Comparing uniform random variables.

Question

$X$ is a uniformly distributed random variable on $(0,1)$

$Y$ is a uniformly distributed random variable on $(0,2)$

$Z$ is a uniformly distributed random variable on $(0,4)$

What is the probability that $X+Y>Z$?

$P(X+Y>Z)=P(Z-X-Y<0)$ If I had the distribution of $Z-X-Y$, then this is its value at zero. How to obtain the distribution of a sum? Someone told me about using convolution, or characteristic functions.
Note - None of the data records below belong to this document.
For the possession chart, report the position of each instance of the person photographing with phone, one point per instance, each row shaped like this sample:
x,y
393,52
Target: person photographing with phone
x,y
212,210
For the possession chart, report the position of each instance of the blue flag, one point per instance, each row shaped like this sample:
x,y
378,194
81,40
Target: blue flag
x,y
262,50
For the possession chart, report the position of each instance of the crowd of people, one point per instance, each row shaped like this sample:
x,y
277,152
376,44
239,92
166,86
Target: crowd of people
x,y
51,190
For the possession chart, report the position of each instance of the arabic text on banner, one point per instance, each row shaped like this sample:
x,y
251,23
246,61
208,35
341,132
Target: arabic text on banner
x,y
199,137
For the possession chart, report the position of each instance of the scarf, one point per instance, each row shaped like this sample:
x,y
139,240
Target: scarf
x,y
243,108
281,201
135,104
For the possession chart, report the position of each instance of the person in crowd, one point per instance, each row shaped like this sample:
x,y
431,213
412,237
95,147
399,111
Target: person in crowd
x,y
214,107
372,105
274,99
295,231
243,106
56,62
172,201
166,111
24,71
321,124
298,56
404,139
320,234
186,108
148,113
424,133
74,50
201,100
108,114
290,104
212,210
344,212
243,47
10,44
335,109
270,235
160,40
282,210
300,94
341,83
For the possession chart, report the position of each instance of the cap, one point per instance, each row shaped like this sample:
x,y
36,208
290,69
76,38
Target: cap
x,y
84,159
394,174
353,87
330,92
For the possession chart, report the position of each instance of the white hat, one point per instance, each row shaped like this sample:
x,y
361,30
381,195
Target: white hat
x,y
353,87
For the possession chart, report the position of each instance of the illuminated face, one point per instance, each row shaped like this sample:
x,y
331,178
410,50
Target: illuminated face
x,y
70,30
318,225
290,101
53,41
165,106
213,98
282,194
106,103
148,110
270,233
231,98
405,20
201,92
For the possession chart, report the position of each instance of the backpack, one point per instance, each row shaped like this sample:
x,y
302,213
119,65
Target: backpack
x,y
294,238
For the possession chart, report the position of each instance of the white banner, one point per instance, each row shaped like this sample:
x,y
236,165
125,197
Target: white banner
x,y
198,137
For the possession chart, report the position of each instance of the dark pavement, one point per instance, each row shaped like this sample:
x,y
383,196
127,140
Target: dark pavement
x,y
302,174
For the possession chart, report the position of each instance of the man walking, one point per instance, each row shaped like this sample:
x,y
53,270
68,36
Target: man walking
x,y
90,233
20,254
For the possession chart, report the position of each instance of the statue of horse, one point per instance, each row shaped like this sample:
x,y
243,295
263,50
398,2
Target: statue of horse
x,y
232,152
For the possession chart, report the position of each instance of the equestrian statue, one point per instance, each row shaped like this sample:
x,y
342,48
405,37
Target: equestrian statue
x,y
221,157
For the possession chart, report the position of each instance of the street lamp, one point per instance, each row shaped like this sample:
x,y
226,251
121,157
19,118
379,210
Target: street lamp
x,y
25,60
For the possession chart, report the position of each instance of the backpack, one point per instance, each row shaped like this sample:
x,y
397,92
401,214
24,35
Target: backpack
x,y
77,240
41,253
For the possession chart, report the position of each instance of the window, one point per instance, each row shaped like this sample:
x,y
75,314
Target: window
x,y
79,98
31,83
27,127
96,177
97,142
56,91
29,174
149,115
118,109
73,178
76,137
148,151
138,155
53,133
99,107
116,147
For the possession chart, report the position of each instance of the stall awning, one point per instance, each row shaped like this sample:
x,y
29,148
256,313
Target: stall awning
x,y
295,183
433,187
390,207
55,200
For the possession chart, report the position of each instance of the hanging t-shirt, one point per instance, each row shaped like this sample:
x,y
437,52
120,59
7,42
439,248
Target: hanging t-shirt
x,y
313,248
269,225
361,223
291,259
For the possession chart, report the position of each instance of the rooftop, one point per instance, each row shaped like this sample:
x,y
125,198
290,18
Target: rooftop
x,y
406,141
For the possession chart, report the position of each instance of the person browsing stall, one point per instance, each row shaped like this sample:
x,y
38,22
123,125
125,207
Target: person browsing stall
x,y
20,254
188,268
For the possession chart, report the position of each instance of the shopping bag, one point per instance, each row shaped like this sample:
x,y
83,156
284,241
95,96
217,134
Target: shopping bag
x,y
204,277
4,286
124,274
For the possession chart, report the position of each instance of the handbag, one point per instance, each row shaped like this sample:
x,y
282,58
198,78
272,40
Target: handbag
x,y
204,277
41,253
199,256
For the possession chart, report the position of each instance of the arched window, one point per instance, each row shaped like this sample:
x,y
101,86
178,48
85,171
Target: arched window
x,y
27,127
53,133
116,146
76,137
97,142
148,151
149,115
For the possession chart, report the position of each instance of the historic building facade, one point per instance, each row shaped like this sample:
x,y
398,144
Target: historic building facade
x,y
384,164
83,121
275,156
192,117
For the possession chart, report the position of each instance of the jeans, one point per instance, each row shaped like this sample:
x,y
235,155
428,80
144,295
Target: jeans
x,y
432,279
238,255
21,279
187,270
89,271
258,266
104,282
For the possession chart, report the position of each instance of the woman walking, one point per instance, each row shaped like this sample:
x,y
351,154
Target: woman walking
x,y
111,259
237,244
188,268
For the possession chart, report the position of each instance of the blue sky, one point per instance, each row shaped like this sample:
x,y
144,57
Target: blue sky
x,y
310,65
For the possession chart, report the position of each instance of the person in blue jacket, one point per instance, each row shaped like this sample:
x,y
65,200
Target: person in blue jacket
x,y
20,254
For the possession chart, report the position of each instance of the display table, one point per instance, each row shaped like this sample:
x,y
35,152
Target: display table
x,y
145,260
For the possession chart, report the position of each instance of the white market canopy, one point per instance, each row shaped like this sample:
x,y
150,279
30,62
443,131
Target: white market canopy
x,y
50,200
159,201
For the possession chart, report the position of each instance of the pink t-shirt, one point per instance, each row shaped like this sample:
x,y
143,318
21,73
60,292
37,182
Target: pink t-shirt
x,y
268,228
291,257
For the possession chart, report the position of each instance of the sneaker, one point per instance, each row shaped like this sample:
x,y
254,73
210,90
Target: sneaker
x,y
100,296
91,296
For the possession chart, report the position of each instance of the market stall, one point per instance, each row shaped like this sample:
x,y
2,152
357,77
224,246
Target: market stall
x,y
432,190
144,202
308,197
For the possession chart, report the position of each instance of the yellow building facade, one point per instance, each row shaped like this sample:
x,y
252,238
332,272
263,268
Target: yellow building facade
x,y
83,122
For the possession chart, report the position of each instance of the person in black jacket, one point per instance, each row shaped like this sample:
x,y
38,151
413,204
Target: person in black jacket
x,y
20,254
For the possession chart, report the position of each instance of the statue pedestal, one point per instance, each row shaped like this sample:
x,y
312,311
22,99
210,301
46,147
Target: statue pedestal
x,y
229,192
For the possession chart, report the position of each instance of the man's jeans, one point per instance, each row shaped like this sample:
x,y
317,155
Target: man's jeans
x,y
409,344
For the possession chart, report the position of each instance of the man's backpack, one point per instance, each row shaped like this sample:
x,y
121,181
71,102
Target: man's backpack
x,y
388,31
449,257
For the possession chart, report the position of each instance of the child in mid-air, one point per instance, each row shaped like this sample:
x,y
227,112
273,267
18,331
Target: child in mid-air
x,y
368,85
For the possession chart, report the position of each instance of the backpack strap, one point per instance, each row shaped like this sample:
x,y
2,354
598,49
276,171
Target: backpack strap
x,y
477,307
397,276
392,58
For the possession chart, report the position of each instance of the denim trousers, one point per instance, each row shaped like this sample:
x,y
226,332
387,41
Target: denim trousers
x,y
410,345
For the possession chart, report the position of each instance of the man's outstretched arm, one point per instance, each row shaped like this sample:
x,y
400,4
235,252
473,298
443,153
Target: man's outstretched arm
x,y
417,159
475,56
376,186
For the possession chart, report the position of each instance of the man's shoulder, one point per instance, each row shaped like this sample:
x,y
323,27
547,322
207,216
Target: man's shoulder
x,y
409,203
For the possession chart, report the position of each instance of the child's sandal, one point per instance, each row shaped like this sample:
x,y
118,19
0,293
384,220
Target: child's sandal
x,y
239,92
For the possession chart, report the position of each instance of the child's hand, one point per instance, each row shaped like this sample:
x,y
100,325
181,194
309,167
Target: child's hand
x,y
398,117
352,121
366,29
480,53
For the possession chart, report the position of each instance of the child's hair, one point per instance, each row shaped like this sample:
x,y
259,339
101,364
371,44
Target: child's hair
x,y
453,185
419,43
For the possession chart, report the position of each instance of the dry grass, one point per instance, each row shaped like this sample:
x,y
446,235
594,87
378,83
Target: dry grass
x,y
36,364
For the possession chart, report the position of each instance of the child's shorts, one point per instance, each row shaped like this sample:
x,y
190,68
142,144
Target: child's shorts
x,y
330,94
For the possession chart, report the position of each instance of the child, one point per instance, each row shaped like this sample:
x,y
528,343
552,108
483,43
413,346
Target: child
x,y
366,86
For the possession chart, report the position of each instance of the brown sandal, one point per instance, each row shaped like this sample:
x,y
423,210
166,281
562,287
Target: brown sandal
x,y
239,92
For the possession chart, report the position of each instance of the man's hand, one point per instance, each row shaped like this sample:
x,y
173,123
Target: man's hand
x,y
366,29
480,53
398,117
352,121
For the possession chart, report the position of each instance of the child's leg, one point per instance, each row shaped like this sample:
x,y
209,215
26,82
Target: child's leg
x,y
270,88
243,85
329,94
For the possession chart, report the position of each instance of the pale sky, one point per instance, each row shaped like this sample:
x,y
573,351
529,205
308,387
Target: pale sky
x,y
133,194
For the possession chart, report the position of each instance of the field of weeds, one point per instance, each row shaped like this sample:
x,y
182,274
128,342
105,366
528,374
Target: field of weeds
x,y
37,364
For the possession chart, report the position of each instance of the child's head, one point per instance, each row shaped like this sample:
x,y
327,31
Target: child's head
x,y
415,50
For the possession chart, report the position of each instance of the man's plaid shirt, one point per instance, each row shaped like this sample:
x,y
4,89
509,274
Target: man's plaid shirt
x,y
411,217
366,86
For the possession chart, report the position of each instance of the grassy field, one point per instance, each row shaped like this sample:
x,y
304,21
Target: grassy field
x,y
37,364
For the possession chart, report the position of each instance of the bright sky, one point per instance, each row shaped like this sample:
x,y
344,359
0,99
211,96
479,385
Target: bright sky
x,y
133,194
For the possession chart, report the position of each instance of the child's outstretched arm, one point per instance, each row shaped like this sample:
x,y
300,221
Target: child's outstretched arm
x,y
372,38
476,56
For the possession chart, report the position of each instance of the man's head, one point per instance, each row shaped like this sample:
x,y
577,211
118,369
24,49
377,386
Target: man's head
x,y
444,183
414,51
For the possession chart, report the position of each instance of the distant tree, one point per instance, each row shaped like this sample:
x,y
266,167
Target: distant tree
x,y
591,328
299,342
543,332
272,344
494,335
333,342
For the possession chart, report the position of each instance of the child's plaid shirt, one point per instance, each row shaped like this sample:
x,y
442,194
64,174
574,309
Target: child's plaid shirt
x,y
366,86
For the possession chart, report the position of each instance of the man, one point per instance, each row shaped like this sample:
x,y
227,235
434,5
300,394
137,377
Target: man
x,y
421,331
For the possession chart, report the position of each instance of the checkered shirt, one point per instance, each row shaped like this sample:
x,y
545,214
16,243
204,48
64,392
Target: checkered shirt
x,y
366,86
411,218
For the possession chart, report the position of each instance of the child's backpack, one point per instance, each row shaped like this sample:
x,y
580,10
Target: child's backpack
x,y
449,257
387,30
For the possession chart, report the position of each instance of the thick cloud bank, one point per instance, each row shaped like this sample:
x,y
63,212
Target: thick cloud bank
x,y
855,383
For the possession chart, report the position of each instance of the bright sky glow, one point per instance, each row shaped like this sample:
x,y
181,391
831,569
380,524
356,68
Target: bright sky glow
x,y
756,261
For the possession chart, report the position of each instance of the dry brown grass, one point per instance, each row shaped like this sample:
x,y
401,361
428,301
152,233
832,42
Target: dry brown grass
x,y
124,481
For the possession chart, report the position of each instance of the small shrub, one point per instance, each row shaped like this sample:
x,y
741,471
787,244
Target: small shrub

Could it be done geometrically? We look in the box $[0,1]\times[0,2]\times[0,4]$ the volume of the points satisfying $Z-X-Y<0$ and divide this volume by the volume $8$ of the box. How can this geometric approach be justified?

Answer 1

We need the volume of $\{(X,Y,Z):\ Z<X+Y\}$ inside $[0,1]\times[0,2]\times[0,4]$. This is equal to

$$\int_{0}^{2}\int_{0}^{1}(x+y)dxdy=\int_{0}^{2}\left(\frac{1}{2}+y\right)dy=3$$

Then divide by $1\times 2\times 4=8$ to get $$P(Z<X+Y)=\frac{3}{8}$$

The reason why this works is that the definition of uniform distribution in an interval is the usual length measure divided by the total length of the interval. Moreover, the distribution of a tuple of independent random variables is equal to the product measure, the usual volume divided by the total volume.

Answer 2

\begin{align*} &P(X+Y<Z)\\ &=\int_0^4 P(X+Y<z)\cdot \left( \frac{1}{4} \right)dz \\ &=\frac{1}{4} \left[\int_0^1 P(X+Y<z)dz+\int_1^2 P(X+Y<z)dz+\int_2^3 P(X+Y<z)dz+\int_3^4 P(X+Y<z)dz \right]\\ &=\frac{1}{4} \left[\int_0^1 \left(\frac{z^2}{2}\right) dz +\int_1^2 \left(z-1+\frac{1}{2}\right)dz +\int_2^3 \left(2-\frac{(3-z)^2}{2}\right)dz+\int_3^4 \left(1\right) dz \right]\\ &=\frac{1}{4} \left[\frac{1}{6} +1 +\frac{5}{6}+1 \right]\\ &=\frac{3}{4} \end{align*} Then $P(X+Y>Z)=1-P(X+Y<Z)=\frac{1}{4}$.